Exalgina Renée Vicente Olavo Gambôa, ex-juíza-conselheira presidente do Tribunal de Contas (TdC), já não será submetida a julgamento. O processo no qual era arguida foi finalmente arquivado em junho de 2024, devido a nulidade e falta de competência da instância judicial responsável pela auditoria à gestão da magistrada.
Embora o caso tenha gerado bastante repercussão, a decisão de arquivamento não foi amplamente divulgada na imprensa na época. No entanto, em um encontro com uma delegação do Tribunal Administrativo da Comunidade de Desenvolvimento da África Austral (SADC), o Procurador-Geral da República (PGR), Hélder Pitta Gróz, havia confirmado em 2024 que o processo estava prestes a ser enviado ao tribunal. Ele afirmou, à época, que a equipe estava trabalhando para que o caso seguisse o curso judicial, embora ainda não tivesse sido formalmente encaminhado.
Contudo, quatro dias após essas declarações, a 28 de junho de 2024, o juiz-relator do caso, Manuel da Cruz Neto, decidiu arquivar o processo, alegando questões de competência judicial. Apenas em 2 de julho do mesmo ano, Exalgina Gambôa foi oficialmente notificada sobre a decisão.
O processo envolvendo Exalgina Gambôa começou a ganhar destaque em 2023, após denúncias feitas pelo Maka Angola e pelo Africa Monitor Intelligence, que apontavam supostas irregularidades na gestão do Cofre Privativo do Tribunal de Contas (CPTC). A investigação teve como objetivo analisar a gestão financeira, contabilística, patrimonial e contratual do órgão, especialmente no que diz respeito à legalidade e regularidade na arrecadação de receitas e execução de despesas pelos membros do Conselho Administrativo do CPTC.
A auditoria identificou irregularidades, com foco nas assinaturas bancárias de Utima Madalena Pereira dos Santos e Edna Chaves Rodrigues, que estavam diretamente relacionadas com a gestão de Gambôa. A partir dessas informações, em fevereiro de 2023, tanto Gambôa quanto seu filho, Hailé da Cruz, foram constituídos arguidos por suspeitas de corrupção, extorsão e peculato.
O juiz-relator, Manuel da Cruz Neto, ao analisar o caso, decidiu anular o Relato de Auditoria e arquivar o processo, com base na falta de competência do Tribunal de Contas para tratar da auditoria do CPTC. De acordo com a legislação vigente, o Tribunal de Contas não possui jurisdição para auditar o Cofre do Tribunal de Contas, o que levou à conclusão de que o processo estava sendo conduzido de maneira irregular.
Em seu despacho, o juiz destacou que as contas do CPTC devem ser submetidas a auditoria interna trimestral, conforme estabelece o Regulamento do Cofre Privativo do Tribunal de Contas (CPTC). Contudo, a estrutura do Tribunal de Contas não conta com um órgão de controle interno para validar essas contas, o que tornou a auditoria conduzida inválida.

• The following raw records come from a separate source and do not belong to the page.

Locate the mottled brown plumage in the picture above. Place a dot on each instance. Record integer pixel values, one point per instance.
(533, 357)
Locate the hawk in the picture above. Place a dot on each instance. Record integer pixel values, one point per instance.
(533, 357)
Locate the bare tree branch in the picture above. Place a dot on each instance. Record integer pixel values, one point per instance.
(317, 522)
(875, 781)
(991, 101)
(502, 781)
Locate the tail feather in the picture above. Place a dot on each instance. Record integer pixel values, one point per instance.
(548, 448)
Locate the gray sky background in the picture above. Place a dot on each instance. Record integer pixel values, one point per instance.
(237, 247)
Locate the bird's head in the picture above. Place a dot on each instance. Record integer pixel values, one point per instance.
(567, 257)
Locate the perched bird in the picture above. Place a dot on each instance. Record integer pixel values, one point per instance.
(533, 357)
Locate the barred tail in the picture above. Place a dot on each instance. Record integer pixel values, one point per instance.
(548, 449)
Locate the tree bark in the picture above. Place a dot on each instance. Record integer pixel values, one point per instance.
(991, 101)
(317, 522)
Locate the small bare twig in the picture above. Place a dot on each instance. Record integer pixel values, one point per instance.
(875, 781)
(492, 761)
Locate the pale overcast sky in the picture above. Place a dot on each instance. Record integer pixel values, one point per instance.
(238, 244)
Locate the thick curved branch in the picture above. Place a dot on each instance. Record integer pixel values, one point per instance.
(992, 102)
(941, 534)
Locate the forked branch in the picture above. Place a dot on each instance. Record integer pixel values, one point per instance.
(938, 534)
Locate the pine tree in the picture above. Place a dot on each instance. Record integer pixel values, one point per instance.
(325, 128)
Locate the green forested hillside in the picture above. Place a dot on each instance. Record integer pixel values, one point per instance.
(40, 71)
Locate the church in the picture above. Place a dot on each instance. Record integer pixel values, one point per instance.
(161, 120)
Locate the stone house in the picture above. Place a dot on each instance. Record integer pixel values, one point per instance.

Além disso, o juiz destacou que a 2ª Câmara do Tribunal de Contas não possui jurisdição sobre o CPTC, já que o controle das contas do Tribunal de Contas deve ser feito por outro órgão soberano, a Assembleia Nacional, conforme a Lei Orgânica e do Processo do Tribunal de Contas.
Exalgina Gambôa renunciou ao cargo de presidente do Tribunal de Contas em março de 2024, após ser convidada a sair pelo presidente João Lourenço, devido à perda de confiança política e à instabilidade que o caso causava no sistema de justiça angolano.
O arquivamento do processo representa um desfecho inesperado para o caso, que inicialmente parecia caminhar para um julgamento. Embora o processo tenha revelado diversas irregularidades na gestão do Tribunal de Contas, a falta de competência da instância judicial envolvida e a nulidade do Relato de Auditoria foram fatores determinantes para o arquivamento.
Esse caso traz à tona questões cruciais sobre a competência e a estrutura de fiscalização dos órgãos de controle em Angola, além de levantar discussões sobre a imparcialidade e transparência na justiça do país.